と諦めきった態度で言葉を吐き捨てた。喋ると唇の皮が突っ張るのだろう、痛みを伴ったらしく彼の目が煩わしげに細められる。
 そんな海月を、明確な視界には捉えないものの──しかし眼界にはきっちり収めてしまっている──眺める文豪が一人。他者と目を合わせないことで有名な詩人、萩原朔太郎その人であった。
 彼はそわそわと辺りを見渡した直後、ふわふわ跳ねるような歩き方で海月の元へと歩を進めていく。月の満ち欠けが記された羽織りは、良くも悪くも目立つ代物で。萩原は周りの視線を集めながら海月の隣へと立ち止まった。

「司書さん」
「ああ、朔か」
「大丈夫?」

 言葉を交わしつつも、やはり瞳が交わる事は断じてない。
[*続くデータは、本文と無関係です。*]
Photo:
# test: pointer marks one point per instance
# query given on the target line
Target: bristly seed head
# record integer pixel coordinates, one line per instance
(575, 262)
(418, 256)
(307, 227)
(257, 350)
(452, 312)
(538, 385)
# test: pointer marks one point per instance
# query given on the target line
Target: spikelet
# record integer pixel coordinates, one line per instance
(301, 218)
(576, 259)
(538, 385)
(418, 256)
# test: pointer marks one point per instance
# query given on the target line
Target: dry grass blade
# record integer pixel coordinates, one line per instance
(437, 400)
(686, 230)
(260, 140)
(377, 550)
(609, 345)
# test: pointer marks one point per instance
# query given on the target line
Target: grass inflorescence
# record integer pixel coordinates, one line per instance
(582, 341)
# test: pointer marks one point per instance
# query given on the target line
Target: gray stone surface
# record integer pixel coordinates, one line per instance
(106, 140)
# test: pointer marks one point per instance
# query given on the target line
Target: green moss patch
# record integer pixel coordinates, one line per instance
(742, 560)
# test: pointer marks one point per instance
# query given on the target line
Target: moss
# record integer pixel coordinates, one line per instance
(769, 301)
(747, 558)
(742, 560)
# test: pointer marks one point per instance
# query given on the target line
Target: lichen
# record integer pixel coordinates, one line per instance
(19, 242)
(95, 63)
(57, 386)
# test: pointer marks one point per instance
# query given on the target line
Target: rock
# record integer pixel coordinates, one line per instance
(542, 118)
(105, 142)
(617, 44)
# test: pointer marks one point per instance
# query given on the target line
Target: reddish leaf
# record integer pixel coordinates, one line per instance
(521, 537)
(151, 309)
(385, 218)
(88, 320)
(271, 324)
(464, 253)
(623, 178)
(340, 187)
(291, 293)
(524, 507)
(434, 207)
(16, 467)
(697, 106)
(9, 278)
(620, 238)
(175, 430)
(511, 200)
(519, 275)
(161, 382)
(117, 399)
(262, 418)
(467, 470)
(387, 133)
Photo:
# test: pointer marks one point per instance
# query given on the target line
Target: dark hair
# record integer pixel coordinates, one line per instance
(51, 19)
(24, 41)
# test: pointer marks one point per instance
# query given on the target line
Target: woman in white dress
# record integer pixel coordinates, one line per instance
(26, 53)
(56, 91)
お互いに目が合うことを快く思っていない節があるためではあるが、双方目線を別に向けながら対話をする様は稚拙で不格好と言う他なかった。
 しかし当人らは気にするそぶりすらない。海月に関しては苦笑しながら「こうも治らないと鬱陶しい。とにかく痛いし血の味がする」と言い募る。

「大変だね」

 萩原の眉がきゅっと狭まる。心の底から同情していると受け取れるほどの、表情の変化だった。海月は再度苦笑する。彼は同情されることを良しとしていない。

「いや、大丈夫だって。気にしないでよな」

 だからこその、この発言だった。言い終えると同時に、海月の唇から嫌な音が放たれる。ぶつり、と皮が裂ける、とてもじゃあないが耳に入れたくない音が鳴る。

「いっ……つ」

 表情が歪んだ。真新しい血液が彼の口から垂れていく。鮮血は薄い唇から滴り、赤い道筋を描こうとしていた。

 通常こういった事態に陥った場合、人間は二通りの行動を起こす。一つ目は、自らの舌で血を舐める。そして二つ目は、ちり紙やハンカチーフや服の袖などで血液を拭う。
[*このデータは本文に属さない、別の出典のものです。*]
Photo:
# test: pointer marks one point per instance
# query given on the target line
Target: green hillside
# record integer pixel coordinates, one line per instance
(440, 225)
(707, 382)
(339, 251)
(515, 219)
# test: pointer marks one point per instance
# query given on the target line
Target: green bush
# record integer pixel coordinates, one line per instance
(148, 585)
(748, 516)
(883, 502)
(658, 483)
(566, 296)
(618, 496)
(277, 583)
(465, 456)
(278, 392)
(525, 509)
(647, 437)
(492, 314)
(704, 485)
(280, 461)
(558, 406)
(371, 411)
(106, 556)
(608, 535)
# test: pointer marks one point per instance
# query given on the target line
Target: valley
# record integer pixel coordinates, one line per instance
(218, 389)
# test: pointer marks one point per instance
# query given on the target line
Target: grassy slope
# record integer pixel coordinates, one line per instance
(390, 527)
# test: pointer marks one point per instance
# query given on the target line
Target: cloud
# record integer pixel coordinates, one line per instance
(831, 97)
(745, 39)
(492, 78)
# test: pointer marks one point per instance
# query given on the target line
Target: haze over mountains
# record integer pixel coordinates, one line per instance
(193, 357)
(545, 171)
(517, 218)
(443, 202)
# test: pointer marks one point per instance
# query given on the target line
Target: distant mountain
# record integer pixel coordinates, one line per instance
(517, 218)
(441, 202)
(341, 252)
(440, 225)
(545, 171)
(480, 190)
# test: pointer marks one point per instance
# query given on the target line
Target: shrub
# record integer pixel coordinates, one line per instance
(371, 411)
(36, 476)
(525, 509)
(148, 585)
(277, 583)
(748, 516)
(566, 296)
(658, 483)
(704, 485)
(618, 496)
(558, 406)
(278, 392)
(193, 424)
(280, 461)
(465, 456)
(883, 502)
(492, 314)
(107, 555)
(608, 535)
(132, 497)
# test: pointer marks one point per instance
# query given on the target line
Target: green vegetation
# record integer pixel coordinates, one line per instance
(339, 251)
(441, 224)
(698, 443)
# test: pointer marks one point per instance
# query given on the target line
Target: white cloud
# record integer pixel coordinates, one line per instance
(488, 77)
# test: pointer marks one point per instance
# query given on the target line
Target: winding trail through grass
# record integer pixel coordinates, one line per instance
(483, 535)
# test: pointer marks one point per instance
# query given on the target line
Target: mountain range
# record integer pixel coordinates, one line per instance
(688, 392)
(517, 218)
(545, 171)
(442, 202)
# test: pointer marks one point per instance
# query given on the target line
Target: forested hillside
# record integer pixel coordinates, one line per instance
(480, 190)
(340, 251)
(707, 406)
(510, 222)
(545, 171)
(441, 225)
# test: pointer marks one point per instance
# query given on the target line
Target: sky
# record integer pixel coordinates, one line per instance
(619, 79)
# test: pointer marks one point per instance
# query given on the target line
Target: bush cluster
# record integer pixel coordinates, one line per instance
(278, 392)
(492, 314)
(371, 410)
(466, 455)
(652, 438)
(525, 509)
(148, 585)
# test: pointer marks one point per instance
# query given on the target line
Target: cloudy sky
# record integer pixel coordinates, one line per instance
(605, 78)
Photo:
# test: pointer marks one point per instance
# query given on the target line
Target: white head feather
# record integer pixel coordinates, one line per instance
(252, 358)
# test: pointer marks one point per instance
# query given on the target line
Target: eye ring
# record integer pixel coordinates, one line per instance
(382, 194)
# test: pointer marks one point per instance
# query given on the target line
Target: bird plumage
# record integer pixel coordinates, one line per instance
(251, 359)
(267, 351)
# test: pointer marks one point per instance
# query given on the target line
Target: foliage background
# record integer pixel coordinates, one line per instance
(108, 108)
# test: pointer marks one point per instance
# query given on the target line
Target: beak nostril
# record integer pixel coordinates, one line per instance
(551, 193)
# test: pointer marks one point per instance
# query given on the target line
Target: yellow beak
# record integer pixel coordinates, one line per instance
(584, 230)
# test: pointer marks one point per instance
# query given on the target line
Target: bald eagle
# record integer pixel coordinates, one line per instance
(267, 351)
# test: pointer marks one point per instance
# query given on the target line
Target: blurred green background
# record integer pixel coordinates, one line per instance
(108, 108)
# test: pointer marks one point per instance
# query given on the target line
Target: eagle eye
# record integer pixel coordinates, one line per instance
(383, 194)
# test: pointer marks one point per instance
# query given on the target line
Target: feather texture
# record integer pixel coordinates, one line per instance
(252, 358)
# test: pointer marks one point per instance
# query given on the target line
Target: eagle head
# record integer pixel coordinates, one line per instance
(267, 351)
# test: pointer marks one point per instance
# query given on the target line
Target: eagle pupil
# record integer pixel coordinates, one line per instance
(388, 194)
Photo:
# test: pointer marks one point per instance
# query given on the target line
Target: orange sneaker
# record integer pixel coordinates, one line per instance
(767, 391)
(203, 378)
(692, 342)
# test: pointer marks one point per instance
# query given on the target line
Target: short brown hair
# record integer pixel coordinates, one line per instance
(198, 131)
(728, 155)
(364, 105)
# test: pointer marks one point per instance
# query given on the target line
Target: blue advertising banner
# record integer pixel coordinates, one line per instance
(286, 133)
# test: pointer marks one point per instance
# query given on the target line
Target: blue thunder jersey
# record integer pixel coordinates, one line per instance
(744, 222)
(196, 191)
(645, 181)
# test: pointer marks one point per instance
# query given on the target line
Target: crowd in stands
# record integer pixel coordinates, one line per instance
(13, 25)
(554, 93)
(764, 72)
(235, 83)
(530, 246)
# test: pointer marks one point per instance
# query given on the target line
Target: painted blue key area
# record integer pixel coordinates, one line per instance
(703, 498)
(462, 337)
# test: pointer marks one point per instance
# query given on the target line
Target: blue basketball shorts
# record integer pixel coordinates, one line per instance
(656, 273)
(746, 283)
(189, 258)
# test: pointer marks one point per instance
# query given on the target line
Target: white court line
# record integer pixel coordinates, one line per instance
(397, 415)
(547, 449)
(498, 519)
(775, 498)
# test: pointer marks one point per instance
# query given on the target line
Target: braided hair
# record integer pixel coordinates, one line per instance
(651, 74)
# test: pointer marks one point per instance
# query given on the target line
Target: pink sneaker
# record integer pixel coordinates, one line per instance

 海月も当然と言わんばかりに、一つ目の行動に移ろうとした。が、それよりも先に彼の腕が何者かによって力強く引っ張られる。呆気に取られたままの海月は、逆らう術を知らぬまま重力に流されるまま、引かれた方へと胴体を傾けた。
 彼の腕を引いたのは、眼前で佇む萩原に違いなかった。普段はペンを握っているその手で強引に、ぐい、と引き寄せた萩原の目に映るのは、海月、その一点のみである。深海のように暗い青色の瞳は爛々と輝きを灯している。紛れもない興奮の証であった。
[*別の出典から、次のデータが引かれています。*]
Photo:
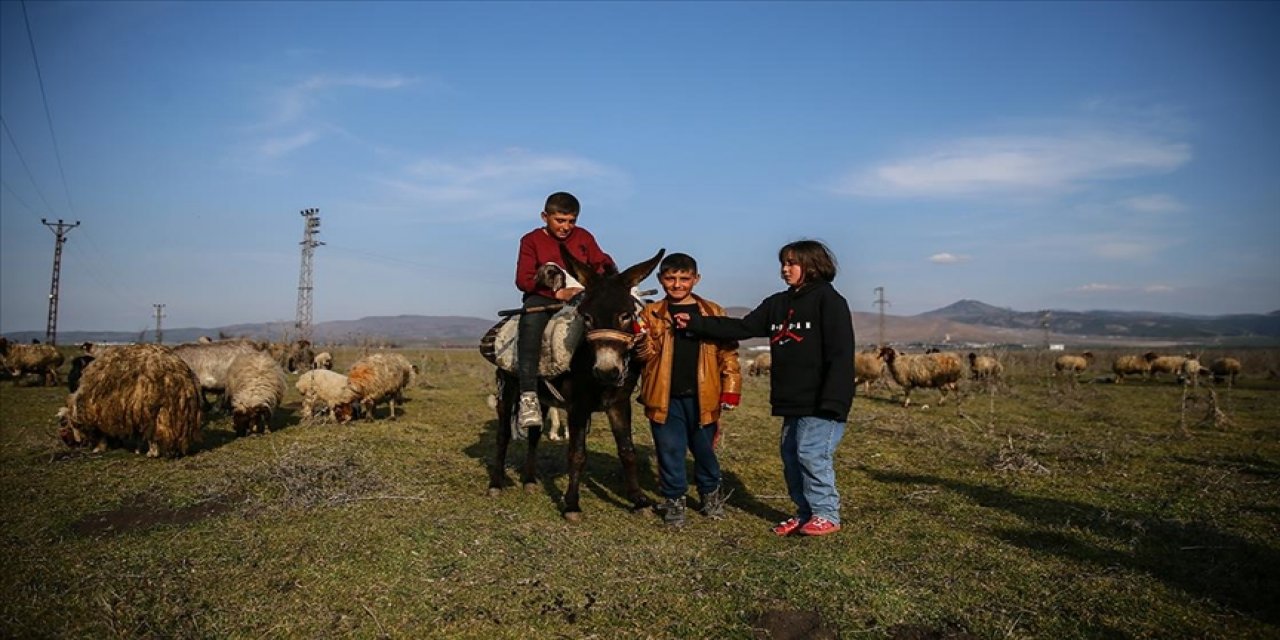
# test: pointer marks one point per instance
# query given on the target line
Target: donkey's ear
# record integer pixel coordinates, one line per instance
(635, 274)
(576, 268)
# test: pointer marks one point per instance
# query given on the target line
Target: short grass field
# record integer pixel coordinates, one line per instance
(1033, 508)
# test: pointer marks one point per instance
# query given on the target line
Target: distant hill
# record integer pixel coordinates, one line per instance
(964, 321)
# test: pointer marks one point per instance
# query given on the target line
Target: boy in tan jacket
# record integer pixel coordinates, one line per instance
(684, 385)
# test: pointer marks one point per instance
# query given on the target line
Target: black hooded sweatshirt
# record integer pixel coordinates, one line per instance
(810, 336)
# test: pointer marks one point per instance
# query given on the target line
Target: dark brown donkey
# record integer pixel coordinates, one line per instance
(602, 376)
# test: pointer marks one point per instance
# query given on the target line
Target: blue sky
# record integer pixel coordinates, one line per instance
(1029, 155)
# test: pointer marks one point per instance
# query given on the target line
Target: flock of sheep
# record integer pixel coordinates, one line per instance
(156, 396)
(944, 370)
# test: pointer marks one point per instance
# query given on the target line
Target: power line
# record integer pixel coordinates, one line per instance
(30, 176)
(49, 117)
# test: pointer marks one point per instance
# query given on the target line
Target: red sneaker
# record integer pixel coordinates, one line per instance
(786, 528)
(819, 525)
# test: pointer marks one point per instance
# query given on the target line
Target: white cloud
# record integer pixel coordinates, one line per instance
(1153, 204)
(947, 259)
(279, 146)
(1015, 165)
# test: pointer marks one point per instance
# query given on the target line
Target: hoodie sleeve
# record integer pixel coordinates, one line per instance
(837, 359)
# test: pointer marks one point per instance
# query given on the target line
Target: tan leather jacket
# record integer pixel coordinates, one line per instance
(717, 365)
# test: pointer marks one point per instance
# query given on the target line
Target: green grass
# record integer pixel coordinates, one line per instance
(1040, 508)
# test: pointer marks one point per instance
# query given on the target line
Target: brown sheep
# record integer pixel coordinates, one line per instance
(760, 365)
(141, 391)
(31, 359)
(255, 387)
(984, 368)
(1165, 364)
(1130, 365)
(1072, 364)
(868, 368)
(1226, 368)
(380, 376)
(940, 371)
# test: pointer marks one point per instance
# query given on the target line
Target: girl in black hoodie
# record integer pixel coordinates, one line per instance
(810, 336)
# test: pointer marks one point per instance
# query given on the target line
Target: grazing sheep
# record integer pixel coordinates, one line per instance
(1130, 365)
(760, 365)
(323, 360)
(868, 368)
(31, 359)
(77, 371)
(330, 389)
(141, 391)
(1073, 364)
(380, 376)
(940, 371)
(255, 387)
(1226, 368)
(210, 361)
(1165, 364)
(984, 368)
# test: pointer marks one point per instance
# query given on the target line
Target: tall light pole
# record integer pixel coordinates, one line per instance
(60, 237)
(310, 228)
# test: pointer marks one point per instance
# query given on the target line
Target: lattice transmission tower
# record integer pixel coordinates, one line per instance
(60, 234)
(310, 228)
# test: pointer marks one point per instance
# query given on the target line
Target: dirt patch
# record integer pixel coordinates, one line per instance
(791, 625)
(145, 512)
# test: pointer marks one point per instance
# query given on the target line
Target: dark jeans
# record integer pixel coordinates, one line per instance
(679, 434)
(529, 341)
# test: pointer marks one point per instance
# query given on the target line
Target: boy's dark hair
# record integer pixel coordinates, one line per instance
(813, 256)
(562, 202)
(677, 263)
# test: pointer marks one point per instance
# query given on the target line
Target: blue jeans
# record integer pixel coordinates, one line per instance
(808, 465)
(679, 434)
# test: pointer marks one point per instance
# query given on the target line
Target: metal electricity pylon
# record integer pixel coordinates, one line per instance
(59, 229)
(310, 228)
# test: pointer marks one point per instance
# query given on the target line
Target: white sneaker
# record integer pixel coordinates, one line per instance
(529, 415)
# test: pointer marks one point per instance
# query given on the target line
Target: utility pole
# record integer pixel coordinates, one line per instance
(880, 300)
(159, 315)
(310, 228)
(60, 237)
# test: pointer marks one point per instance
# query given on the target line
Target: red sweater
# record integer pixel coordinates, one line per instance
(538, 248)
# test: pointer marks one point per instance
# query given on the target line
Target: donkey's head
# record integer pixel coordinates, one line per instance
(609, 312)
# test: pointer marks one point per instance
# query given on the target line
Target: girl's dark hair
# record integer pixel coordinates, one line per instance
(561, 202)
(813, 256)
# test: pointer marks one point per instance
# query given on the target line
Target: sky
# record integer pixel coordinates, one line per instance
(1028, 155)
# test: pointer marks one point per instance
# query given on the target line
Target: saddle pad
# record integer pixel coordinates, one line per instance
(563, 333)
 歯と歯がぶつかりかねない勢いでの口付け。誰かが「あっ」と声をあげた。続いて、白秋が小さく笑う。普段は気になってどうしようもないはずの外野など気にも止めず、萩原は己の唇を海月へと押し付ける。
 そうしてそのまま、赤い舌先で彼の唇を舐めた。海月は抵抗をしない。否、正確には動揺のあまり、微動だに出来ないまま、呆然とされるがままになっている。
 味蕾から伝わるのは、他でもない血の味。それと、ほんの少しばかり桃の香りのする、リップクリームの味。

「……本当だ、血の味がする」

 唇同士が交わっていた時間は、長くなどなかった。萩原は離れていく口唇を目で追いながらぽつりと呟くと、一歩後ずさる。下駄の音がからりと鳴った。
 一方海月はというと、何をされたのかを未だに理解し得ていない様子で目を白黒させながら、自分の口を両手で押さえたまま硬直してしまっていた。
 数秒後に本人がやっとの思いで吐き出した「朔の、ばか」という呟きに、萩原は愛おしげに口許を緩めていた。





2017/01/21
このあとめちゃくちゃ折檻した。